Straumann simply writes: $$\delta S=\int_{M}d^{4}x\sqrt{-g}\left(\frac{1}{\sqrt{-g}}\frac{\delta S_{EH}}{\delta g^{\mu\nu}}\right)\delta g^{\mu\nu}=\int_{M}d^{4}x\sqrt{-g}\,G_{\mu\nu}\delta g^{\mu\nu}=-\int_{M}d^{4}x\sqrt{-g}\,G^{\mu\nu}\delta g_{\mu\nu}$$ and notes that for an infinitesimal diff (generated by some vector field ##X##), ##\delta g_{\mu\nu}=2\nabla_{(\mu}X_{\nu)}##, such that $$\delta_{X} S=-2\int_{M}d^{4}x\sqrt{-g}\,G^{\mu\nu}\nabla_{\mu}X_{\nu}=2\int_{M}d^{4}x\sqrt{-g}\,X_{\nu}\nabla_{\mu}G^{\mu\nu}=0$$ and so, since ##X^{\nu}## is arbitrary, it must be that ##\nabla_{\mu}G^{\mu\nu}=0##.
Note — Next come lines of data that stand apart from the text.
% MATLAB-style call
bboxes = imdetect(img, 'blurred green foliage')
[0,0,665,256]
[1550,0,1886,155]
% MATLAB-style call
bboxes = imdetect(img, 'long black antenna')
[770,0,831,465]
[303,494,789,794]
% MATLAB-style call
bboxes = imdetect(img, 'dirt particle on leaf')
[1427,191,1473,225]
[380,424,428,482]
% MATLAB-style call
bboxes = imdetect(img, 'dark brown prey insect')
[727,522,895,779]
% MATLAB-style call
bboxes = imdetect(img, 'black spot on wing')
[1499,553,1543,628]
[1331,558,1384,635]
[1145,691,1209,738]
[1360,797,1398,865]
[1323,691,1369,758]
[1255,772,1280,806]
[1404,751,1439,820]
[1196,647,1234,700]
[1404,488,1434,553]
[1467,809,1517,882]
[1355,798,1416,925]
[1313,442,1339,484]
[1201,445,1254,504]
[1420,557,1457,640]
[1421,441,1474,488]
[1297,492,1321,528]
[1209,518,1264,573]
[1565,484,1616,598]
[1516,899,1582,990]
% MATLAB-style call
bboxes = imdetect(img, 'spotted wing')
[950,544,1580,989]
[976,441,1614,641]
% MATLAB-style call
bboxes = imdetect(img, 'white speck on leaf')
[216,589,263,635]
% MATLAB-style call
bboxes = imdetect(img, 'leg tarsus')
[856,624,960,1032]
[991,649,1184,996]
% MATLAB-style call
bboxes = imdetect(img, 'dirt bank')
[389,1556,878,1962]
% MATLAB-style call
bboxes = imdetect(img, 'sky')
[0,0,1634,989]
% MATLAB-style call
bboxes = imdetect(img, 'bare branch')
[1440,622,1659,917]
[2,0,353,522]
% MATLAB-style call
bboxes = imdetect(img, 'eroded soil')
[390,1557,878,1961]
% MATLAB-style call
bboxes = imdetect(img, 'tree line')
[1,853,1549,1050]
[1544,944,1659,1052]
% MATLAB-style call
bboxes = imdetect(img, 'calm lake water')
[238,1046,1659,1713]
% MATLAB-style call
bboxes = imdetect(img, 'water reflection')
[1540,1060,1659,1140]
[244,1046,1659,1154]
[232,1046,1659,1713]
What confuses me about this, is that one neglects the effect of the Lie derivative on ##d^{4}x## in this case (in the proof that the EH action is diff invariant, it was taken into account). Is the point that an infinitesimal diff is carried out in the *same* coordinate chart, and so ##d^{4}x## doesn't change in this case?